How to evaluate the Transformer Trainer

If you initialized a 🤗 Trainer object, it will do the training boiler plate for you. Using the TrainingArguments, you can additionally customize your training process.

One important argument is the evaluation_strategy which is set to “no” by default, thus no evaluation is done while training. You can set it up either per steps (using eval_steps) or at the end of each epoch.

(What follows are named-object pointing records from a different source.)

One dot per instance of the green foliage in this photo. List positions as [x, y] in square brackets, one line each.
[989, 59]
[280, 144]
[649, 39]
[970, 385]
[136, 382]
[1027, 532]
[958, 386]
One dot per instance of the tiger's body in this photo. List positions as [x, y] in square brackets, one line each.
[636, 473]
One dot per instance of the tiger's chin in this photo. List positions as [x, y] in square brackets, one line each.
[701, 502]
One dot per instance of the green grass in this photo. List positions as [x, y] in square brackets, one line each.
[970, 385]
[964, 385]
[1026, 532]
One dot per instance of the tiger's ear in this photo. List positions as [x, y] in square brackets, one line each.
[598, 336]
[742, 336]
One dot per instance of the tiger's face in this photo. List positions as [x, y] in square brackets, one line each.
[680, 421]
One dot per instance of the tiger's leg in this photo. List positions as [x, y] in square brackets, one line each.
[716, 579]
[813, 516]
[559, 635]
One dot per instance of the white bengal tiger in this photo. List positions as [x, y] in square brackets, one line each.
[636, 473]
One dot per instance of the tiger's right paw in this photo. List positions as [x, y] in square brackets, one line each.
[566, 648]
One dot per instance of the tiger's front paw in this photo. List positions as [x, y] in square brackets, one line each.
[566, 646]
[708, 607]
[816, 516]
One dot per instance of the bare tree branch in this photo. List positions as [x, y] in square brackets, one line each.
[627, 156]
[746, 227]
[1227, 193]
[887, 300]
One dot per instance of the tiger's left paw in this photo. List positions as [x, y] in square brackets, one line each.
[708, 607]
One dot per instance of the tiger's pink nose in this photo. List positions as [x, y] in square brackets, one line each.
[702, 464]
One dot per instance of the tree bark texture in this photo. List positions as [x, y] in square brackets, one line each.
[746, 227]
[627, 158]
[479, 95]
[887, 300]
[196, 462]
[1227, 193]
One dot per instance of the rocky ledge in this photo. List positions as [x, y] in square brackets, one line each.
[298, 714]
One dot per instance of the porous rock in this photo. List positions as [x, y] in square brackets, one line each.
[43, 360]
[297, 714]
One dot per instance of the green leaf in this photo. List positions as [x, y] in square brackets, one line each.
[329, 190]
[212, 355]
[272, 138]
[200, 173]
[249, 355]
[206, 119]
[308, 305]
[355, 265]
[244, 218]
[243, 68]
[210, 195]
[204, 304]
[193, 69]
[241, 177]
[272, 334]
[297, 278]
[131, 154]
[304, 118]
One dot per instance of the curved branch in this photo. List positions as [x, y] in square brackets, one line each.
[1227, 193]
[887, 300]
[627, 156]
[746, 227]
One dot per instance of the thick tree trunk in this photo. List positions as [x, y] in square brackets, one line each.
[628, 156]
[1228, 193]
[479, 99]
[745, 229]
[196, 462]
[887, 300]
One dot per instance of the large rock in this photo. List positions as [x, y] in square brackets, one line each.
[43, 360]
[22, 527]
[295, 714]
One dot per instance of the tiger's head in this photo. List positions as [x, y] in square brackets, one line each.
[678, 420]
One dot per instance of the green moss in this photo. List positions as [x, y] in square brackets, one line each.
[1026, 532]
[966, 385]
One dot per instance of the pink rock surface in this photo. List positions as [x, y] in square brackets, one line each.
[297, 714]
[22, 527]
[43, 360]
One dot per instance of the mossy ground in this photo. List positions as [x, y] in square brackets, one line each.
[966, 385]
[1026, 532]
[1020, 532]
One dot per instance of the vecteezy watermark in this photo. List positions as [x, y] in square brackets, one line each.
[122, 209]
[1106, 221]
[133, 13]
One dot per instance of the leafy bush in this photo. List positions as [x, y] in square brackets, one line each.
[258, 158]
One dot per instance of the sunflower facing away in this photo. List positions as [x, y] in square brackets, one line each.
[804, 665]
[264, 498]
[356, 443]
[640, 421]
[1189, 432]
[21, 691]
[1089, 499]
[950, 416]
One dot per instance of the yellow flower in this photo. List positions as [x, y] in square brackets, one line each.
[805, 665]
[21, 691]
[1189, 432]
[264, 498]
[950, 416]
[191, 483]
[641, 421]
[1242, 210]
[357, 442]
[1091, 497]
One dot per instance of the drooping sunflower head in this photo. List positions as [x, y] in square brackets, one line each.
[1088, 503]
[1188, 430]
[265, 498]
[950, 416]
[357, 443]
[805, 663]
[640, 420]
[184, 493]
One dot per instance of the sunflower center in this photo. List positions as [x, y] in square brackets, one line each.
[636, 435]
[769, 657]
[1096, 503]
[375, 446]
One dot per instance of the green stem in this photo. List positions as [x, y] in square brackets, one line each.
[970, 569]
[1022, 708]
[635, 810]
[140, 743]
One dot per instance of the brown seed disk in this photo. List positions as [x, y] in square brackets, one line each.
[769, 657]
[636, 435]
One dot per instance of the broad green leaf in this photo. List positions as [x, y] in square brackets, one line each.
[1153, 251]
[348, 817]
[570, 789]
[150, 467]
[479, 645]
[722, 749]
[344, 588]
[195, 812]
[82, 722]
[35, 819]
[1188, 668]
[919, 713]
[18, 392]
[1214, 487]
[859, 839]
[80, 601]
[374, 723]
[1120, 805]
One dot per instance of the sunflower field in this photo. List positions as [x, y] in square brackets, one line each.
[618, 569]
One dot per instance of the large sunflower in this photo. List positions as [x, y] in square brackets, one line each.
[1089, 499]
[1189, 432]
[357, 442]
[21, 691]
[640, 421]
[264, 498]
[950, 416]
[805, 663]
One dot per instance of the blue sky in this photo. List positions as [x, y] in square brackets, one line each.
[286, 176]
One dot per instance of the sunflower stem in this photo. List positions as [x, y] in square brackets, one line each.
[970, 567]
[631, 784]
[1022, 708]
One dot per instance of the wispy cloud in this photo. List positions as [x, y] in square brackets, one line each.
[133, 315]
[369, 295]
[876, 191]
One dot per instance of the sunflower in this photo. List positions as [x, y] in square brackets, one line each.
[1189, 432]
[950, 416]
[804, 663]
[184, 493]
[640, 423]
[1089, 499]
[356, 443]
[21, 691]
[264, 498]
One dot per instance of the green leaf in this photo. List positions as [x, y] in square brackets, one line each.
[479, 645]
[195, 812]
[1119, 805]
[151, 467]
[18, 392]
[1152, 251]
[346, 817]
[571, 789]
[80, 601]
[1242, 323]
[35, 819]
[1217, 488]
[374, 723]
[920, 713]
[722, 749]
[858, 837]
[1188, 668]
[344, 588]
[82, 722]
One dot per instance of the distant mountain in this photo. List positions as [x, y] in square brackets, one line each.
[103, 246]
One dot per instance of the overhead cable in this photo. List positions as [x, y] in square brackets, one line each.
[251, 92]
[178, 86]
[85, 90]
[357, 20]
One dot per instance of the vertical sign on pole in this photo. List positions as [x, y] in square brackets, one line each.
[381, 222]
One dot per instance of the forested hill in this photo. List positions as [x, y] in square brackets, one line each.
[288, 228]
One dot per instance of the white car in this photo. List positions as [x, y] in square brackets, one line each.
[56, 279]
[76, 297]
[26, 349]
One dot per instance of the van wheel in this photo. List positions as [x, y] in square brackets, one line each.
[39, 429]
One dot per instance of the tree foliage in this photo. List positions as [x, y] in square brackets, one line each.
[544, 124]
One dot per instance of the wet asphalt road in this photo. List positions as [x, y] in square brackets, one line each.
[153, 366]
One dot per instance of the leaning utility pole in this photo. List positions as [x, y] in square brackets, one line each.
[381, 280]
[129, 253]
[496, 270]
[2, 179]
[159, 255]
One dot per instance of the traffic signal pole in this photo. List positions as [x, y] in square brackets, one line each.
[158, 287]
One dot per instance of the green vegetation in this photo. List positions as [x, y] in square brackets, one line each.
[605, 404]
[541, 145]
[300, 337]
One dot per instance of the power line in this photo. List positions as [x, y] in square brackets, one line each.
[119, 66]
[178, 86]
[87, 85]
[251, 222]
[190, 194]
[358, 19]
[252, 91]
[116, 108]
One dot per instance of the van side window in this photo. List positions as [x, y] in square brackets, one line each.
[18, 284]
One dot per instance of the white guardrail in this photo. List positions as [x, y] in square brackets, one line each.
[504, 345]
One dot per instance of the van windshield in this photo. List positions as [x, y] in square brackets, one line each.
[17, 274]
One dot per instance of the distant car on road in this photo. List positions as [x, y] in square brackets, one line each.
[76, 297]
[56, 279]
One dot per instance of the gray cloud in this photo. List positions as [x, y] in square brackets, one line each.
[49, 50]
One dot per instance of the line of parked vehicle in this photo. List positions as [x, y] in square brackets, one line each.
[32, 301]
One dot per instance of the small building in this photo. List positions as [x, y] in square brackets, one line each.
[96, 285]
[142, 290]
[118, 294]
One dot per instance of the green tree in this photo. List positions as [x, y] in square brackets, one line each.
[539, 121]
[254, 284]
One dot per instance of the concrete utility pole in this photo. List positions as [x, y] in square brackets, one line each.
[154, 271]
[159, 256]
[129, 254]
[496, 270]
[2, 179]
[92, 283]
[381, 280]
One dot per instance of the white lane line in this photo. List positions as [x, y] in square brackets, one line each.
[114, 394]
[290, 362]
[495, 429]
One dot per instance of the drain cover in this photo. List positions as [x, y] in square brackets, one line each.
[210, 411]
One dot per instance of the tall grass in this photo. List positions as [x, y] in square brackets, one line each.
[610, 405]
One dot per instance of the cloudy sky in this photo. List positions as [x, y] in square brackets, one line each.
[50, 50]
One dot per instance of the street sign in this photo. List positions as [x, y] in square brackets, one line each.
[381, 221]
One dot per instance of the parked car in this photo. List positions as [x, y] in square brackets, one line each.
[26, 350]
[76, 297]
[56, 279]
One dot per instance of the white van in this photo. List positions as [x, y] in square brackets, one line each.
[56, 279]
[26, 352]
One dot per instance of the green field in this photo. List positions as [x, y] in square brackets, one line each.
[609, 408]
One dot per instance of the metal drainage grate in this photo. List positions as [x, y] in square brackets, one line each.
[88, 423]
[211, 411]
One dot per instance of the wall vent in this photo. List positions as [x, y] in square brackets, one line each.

Make sure to set up an evaluation dataset beforehand.

# example snippet

# define hyperparameters
training_args = TrainingArguments(
        [..]
        evaluation_strategy="steps",
        eval_steps=100,
    )

# create TensorBoard Writer and assigns it to a Callback object
writer = SummaryWriter("path/to/tensorboardlogs")
tbcallback = TensorBoardCallback(writer)

# defines model
trainer = Trainer(
        [..]
        args=training_args
        train_dataset=train,
        eval_dataset=eval
        callbacks=[tbcallback]
    )

trainer.train()

We also set a TensorboardCallback, so that metrics are directly send to Tensorboard after each evaluation.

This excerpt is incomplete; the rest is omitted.